In Defense of Bad Music

One of the first CDs I got when I signed on as the heavy music manager for WBCR was Five Things You Didn’t Know About the Gonks. The case cover was promising─cool art, good track names, a weird enough band name to intrigue─so when I started listening to the albums I had for the week, it was the first on my list.


I don’t know how to say this gently: it was bad. So, so bad. Off-beat drums that kind of reminded me of middle school music class and some of the flattest vocals I’ve heard. I listen to a lot of artists with vocals that grew on me after seeming weird, though, so I kept going. I remember thinking: it has to get better. It cannot all sound like this.


It did. It did all sound like that.


In The Gonks’ defense, I did like the second track, I’m A Lonely Night Driver, and the instrumental fifth track, I’m Dead. Lonely Night Driver has much better vocals, and is less busy and arrhythmic than the other songs on the album. But the bad tracks were bad. Honestly, you need to listen to it to understand what I mean. It genuinely left me speechless when the last notes played, and I have yet to find the words for it. Somehow, it went so far left into horrible that it looped back around and I kind of loved it. So, I did the only thing I could think of: I subjected other people to it.


That is, at the next meeting, I played the worst of it for the other managers. I don’t know if they found it as funny as I did─admittedly I was running on fumes and minimal sleep when I listened to it, as is expected of college freshmen─but in a strange way, it made me feel more like a part of the team. I think of it fondly, as much of a mess as it was to listen to.


My least favorite thing about music enthusiasts is some of the pretension around what is “good” and “bad” music. Part of it is about acknowledging that everyone has different tastes and ideas about what good music even is, sure, but that’s not what my point is. It’s that something doesn’t have to be award-worthy and transcendent for you to enjoy it.


One of the easiest examples of this I have s Taylor Swift. When I was in middle school, a girl in my class gifted me a CD of Speak Now (probably as a joke, given that 11 year old boys weren’t exactly her target audience), and I listened to it so much that the CD is scratched beyond belief by now. Do I think that album was revolutionary? No. Honestly, some of the songs I listened to obsessively as a kid make me cringe now. But I remember singing along to them off-key in my room, with my shitty boombox, and it makes me happy.


I've listened to some of her newer albums out of curiosity, and even though the music is so diametrically opposed to what I usually listen to, I genuinely enjoyed it.
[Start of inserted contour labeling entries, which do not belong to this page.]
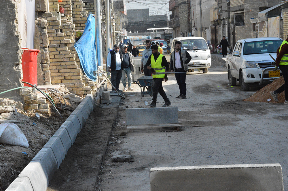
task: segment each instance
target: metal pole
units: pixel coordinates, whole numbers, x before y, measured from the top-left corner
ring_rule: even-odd
[[[110,43],[109,41],[109,38],[110,36],[110,28],[109,28],[109,24],[110,23],[110,14],[109,14],[109,0],[105,0],[105,7],[106,7],[106,59],[107,59],[108,56],[108,53],[109,53],[110,50],[109,47],[110,47]],[[109,75],[109,73],[108,72],[108,65],[106,65],[106,71]]]
[[[98,66],[103,66],[103,55],[102,53],[102,34],[101,28],[101,17],[100,16],[100,0],[94,0],[95,9],[95,40],[97,43],[97,61]],[[97,23],[97,24],[96,24]],[[99,67],[98,67],[98,68]],[[100,83],[99,78],[99,71],[97,70],[98,83]]]
[[[200,2],[199,3],[200,5],[200,24],[201,25],[201,29],[200,30],[200,33],[201,34],[201,37],[202,37],[202,7],[201,6],[201,0],[200,0]]]

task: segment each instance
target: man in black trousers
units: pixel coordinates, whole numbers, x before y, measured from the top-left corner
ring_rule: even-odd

When I had a crush on a guy who was very into Taylor Swift, I didn't have to fake excitement when he told me about an unreleased twenty-minute version of All Too Well─even if it was founded mostly in nostalgia. I still like to joke that I’ll know if that version of the song is ever released because I’ll hear him screaming.


To me, that’s what music is about at its best─making you happy. Bookmarking pleasant moments in your memory. I find 2000s pop fun to listen to, despite how generic it can be. I go back to The Beatles every now and again, even if John Lennon isn't a great person, because I remember my dad playing their songs for me as a kid. I still listen to my favorite songs from my emo phase, though I will unironically argue for that being good music.


Roger Ebert summed it up better than I can in his 1999 review of The Mummy─“There is hardly a thing I can say in its favor, except that I was cheered by nearly every minute of it. I cannot argue for the script, the direction, the acting or even the mummy, but I can say that I was not bored and sometimes I was unreasonably pleased. There is a little immaturity stuck away in the crannies of even the most judicious of us, and we should treasure it.”


There is a little immaturity, even in the most musically pretentious of us. Listen to some goddamn bubblegum pop.